La Cour des comptes dans son rapport particulier consacré aux musées nationaux a confirmé son analyse des raisons de la dégradation de la situation financière de la RMN qui sont liées à la fois à la baisse de la fréquentation des musées et à la difficulté qu'éprouve cet établissement " à concilier deux logiques qui ne sont pas aisées à mettre en harmonie : une logique économique qui lui impose de rentabiliser sa fonction commerciale en vue de dégager les ressources nécessaires à l'enrichissement des collections et une logique régalienne, culturelle et éducative qui lui impose de favoriser l'accès du plus grand nombre ".

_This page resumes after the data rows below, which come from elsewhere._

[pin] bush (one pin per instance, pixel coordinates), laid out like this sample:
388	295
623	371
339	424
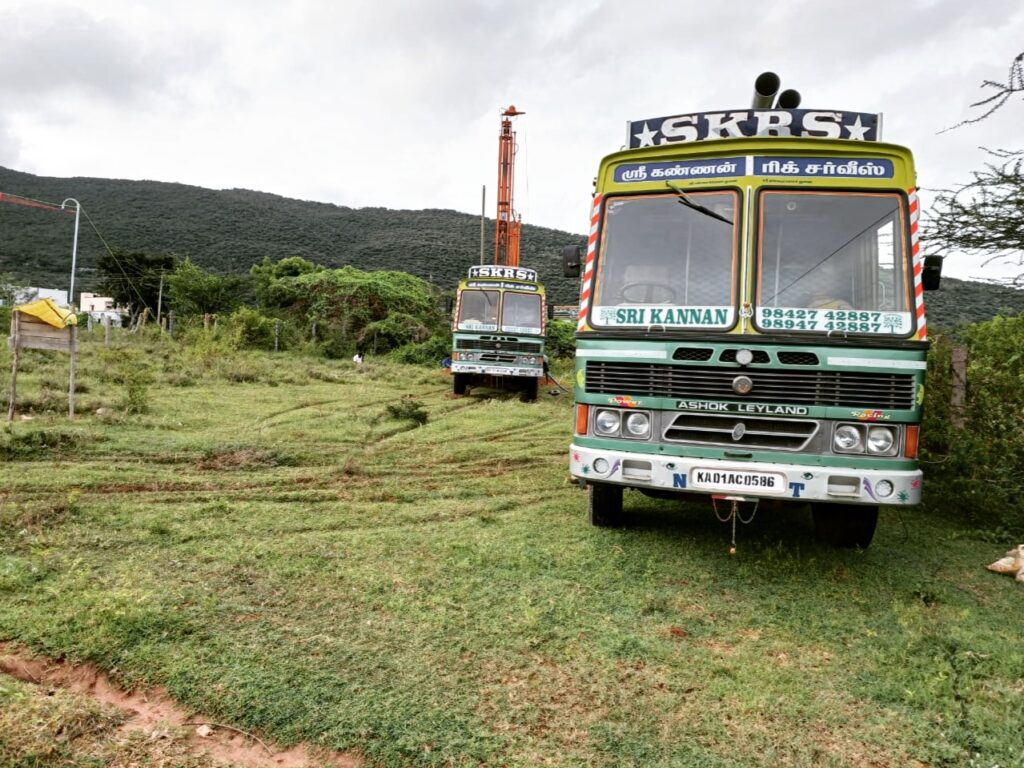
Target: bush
560	339
407	411
429	352
977	471
250	330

A la suite des résultats déficitaires enregistrés en 1995 et 1996, la RMN s'est engagée dans un plan d'assainissement de sa situation financière.

Défini en novembre 1996, ce plan, régulièrement suivi par un comité financier associant l'établissement et ses autorités de tutelle, prévoit un rétablissement en trois ans, afin de dégager sur cette période des excédents pour combler les déficits cumulés des dernières années.

D'après les informations qui ont été communiquées à votre rapporteur, les premiers résultats de ce plan semblent satisfaisants puisque, pour 1997, l'excédent, estimé à  5,2 millions de francs au début de l'année, devrait s'élever à 18,4 millions de francs

Cette amélioration résulte à la fois de la gestion rigoureuse suivie depuis la mise en place du plan d'action notamment grâce à la vigilance du comité financier et du retour du public dans les musées en 1997. Par ailleurs, la programmation de deux expositions non prévues (la rétrospective Georges de La Tour aux galeries nationales du Grand Palais et la présentation des chefs d'oeuvre impressionnistes de la collection Havemayer au musée d'Orsay) a permis de redresser le résultat des expositions temporaires. Les prévisions pour 1998 se fondent sur une consolidation du redressement constaté cette année.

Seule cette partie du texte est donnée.